Can Debt Collectors Take Your Stimulus Check?
Have you ever received a letter from a debt collector asking for an old credit card balance payment? If you have, you probably considered paying them. If you have outstanding debt, maybe you should consider investing it instead. If your tax refund or stimulus check is being garnished, you want to know how to deal with the problem. You can do things manually or use an app like DoNotPay to help prevent debt collectors from taking your money.
What Is the FDCPA?
The FDCPA provides consumers with protection from debt collectors. It's a complicated and extensive federal law, and you need to know how you can use it to protect yourself.
FDCPA protects against predatory debt collector harassment. It's enforced by the Federal Trade Commission and contains guidelines for how debt collectors can communicate with consumers.
Here's an overview of what FDCPA covers:
- Debt collectors cannot harass you with calls before 8 am or after 9 pm in your time zone.
- Debt collectors have to disclose that they are calling as debt collectors when they first contact you.
- Debt collectors can't harass, abuse, or threaten you in any way, whether that means using obscene language, making repeated calls, or revealing your debts to your friends and family.
- Debt collectors can only collect money for the debt you owe and are not allowed to harass you into paying additional fees or interest charges (unless those additional fees were part of your original contract).
- Debt collectors are required to honor written requests for proof of the debt. So if a debt collector contacts you but refuses to provide proof of the debt when asked, it's likely that they do not have the legal right to collect on it.
These are the basic things that the FDCPA covers, but there are issues when it comes to things like stimulus checks and tax returns. This is why it is important to have a service like DoNotPay on your side to ensure you get to keep your money.
FDCPA Violations and Your Stimulus Check
FDCPA violations are serious, and if you're dealing with one, you should take it seriously as well.
Debt collectors may be third-party companies or original creditors who have decided to pursue debt collection themselves; either way, they must follow the law.
The FDCPA contains many different rules that apply to debt collectors, but the most important ones from the perspective of your stimulus check are:
- A debt collector must send you a letter notifying you of the existence of debt within five days of first contacting you.
- A debt collector cannot contact you before 8 am or after 9 pm unless you've agreed otherwise.
- A debt collector cannot contact you at work if your employer doesn't allow it.
- A debt collector cannot threaten arrest or legal action if they don't actually intend to do it.
- A debt collector cannot lie about how much money you owe or threaten to garnish your wages if they can't legally do so in your state.

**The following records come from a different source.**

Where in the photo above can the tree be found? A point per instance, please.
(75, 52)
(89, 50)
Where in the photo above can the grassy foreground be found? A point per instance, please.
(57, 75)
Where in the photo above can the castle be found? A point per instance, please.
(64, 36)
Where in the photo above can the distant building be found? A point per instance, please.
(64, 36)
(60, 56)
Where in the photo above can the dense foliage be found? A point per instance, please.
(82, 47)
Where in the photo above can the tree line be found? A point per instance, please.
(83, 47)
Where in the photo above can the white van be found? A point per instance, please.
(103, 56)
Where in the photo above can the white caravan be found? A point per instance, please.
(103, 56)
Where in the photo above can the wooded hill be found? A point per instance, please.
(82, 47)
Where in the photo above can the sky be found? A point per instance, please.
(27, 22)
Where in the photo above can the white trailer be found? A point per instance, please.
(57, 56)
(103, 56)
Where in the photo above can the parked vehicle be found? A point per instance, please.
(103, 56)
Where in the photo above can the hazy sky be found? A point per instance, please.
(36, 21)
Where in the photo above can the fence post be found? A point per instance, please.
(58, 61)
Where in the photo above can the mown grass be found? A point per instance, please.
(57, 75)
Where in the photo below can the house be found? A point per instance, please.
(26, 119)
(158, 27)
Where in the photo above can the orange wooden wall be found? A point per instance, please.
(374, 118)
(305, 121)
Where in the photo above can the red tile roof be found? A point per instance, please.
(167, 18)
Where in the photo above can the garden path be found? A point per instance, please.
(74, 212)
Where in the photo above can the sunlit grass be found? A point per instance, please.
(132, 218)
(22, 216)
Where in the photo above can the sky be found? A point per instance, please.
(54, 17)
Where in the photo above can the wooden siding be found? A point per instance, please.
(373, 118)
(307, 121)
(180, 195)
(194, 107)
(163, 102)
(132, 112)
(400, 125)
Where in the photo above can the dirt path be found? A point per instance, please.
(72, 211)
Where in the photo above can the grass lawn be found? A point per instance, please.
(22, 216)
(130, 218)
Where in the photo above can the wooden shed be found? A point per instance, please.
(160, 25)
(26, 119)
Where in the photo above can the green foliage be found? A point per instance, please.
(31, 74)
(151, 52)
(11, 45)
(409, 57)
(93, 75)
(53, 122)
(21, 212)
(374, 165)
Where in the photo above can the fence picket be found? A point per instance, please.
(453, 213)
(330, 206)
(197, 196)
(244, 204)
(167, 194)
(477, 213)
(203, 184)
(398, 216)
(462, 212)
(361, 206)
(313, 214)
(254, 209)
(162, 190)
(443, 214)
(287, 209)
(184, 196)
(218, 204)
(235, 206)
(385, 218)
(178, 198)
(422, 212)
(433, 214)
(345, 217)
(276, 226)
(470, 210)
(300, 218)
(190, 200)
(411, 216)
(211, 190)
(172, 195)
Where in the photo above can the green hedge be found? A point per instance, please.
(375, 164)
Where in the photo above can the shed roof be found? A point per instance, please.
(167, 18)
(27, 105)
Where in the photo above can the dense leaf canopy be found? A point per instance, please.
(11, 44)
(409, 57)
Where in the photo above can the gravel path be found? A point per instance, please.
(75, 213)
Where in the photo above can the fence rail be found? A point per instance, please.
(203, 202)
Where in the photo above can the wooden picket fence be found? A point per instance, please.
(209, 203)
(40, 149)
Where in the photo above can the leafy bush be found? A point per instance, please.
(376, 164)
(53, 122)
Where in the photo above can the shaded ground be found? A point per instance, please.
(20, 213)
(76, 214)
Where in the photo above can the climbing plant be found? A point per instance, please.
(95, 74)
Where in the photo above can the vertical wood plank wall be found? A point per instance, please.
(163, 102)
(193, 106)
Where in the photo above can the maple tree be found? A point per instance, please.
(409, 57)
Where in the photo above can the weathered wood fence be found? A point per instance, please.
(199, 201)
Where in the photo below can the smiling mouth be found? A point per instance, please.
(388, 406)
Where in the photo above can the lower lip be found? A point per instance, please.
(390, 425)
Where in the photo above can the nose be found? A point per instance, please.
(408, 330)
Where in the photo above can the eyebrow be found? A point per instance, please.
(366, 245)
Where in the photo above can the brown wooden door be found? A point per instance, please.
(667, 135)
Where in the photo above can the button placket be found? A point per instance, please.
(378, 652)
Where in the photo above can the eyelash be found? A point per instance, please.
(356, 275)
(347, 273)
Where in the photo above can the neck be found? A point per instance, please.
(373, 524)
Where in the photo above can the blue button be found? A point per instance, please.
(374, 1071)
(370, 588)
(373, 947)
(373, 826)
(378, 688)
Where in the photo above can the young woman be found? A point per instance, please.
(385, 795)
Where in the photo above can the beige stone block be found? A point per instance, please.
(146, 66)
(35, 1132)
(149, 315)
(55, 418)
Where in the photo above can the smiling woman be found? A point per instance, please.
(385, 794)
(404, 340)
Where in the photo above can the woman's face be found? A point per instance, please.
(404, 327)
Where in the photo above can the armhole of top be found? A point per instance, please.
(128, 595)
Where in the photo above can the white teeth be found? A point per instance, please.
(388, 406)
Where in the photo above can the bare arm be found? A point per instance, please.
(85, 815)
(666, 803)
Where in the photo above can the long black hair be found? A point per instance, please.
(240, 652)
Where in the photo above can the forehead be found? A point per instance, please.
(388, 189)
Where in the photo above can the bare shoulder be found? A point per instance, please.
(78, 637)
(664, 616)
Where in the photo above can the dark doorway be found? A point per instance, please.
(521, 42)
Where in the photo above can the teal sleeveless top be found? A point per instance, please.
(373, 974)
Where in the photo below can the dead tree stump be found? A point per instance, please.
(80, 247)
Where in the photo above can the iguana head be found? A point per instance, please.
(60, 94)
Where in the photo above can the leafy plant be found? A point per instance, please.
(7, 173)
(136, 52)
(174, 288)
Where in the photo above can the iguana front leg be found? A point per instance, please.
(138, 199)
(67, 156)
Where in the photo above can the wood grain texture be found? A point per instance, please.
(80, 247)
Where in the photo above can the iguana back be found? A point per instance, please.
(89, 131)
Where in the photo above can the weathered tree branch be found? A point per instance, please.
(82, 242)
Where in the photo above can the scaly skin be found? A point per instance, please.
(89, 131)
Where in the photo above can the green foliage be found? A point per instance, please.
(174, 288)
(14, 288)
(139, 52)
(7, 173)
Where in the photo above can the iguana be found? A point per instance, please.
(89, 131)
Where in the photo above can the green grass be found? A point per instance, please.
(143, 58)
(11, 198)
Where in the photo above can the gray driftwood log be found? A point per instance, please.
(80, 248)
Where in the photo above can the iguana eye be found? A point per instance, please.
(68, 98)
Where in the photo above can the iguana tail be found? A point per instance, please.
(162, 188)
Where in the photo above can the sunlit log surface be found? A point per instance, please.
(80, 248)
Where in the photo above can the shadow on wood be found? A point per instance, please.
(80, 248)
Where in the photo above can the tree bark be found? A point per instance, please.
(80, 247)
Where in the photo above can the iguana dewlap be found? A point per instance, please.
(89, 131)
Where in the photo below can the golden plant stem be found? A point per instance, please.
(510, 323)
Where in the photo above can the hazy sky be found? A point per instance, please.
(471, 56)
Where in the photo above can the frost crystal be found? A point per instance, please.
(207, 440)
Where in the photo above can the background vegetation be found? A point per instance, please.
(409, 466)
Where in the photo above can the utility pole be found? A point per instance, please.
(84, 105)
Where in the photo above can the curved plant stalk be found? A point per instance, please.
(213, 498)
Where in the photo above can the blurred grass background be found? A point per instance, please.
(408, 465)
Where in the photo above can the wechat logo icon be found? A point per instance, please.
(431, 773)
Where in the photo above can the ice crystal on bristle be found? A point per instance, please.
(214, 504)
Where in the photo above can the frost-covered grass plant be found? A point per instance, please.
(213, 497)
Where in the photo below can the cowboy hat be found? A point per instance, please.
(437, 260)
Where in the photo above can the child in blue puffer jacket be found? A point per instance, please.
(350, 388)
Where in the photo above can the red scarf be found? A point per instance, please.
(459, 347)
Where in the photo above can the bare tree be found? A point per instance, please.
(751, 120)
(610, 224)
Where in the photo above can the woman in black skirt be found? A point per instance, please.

These are some of the things that you should consider when debt collectors are attacking you.
Who to Write About FDCPA Violations
When you have a problem with your stimulus check being garnished from your bank account, you need to report the violations. The Federal Trade Commission where complaints need to be filed and the contact info for the FTC is:
|Mailing Address||Federal Trade Commission
600 Pennsylvania Avenue, NW
Washington, DC 20580 United States
|Phone Number||1-877-FTC-HELP (382-4357)|
|Email or Contact Formemail@example.com|
The address on official letters should be careful of Office of Policy and Coordination Room CC-5422. Alternatively, you can use the DoNotPay AI chatbot to file the complaints and other paperwork for you.
How Do You Deal With Creditors Garnishing Your Stimulus Check?
If you owe money to a creditor, they can try and collect that debt from you even if you're receiving stimulus payments. If you think your creditor is trying to collect your stimulus check, DoNotPay can help.
Let's take a look at how creditors can take your stimulus checks and what you can do to protect yourself.
How Can You Protect Your Stimulus Check
If your creditors are trying to garnish your stimulus checks, there are several things you can do:
- Check the interest rate on your debt
- Check the date of your last payment on the debt
- See if the statute of limitations on the debt has expired
- Argue that the debt is not yours
- File for bankruptcy if your debts are piling up
These are some of the things that can be done to deal with a creditor trying to take your stimulus money. Some of these tasks can be difficult, which is why you have the DoNotPay robot service to help.
Using DoNotPay to Dispute Claims Against Stimulus Money
The CARES Act protects stimulus checks from being garnished by debt collectors. That hasn't stopped some collectors from trying to get their hands on at least a portion of the money.
You can stop debt collectors from taking your stimulus check with DoNotPay.
Here's how it works:
- Search “debt collection” on DoNotPay.
- Answer a series of questions about the debt collectors, including when you were contacted and how you were contacted, so we can determine if they have violated any debt collection laws.
- Decide which course of action you want to take based on our guidance, such as filing a debt verification request, demanding for the collectors to stop contacting you, or reporting them to the CFPB.
Using DoNotPay to dispute claims against your stimulus check is quick and easy. It will help you keep the money you need in your bank account to pay for things that it was meant for.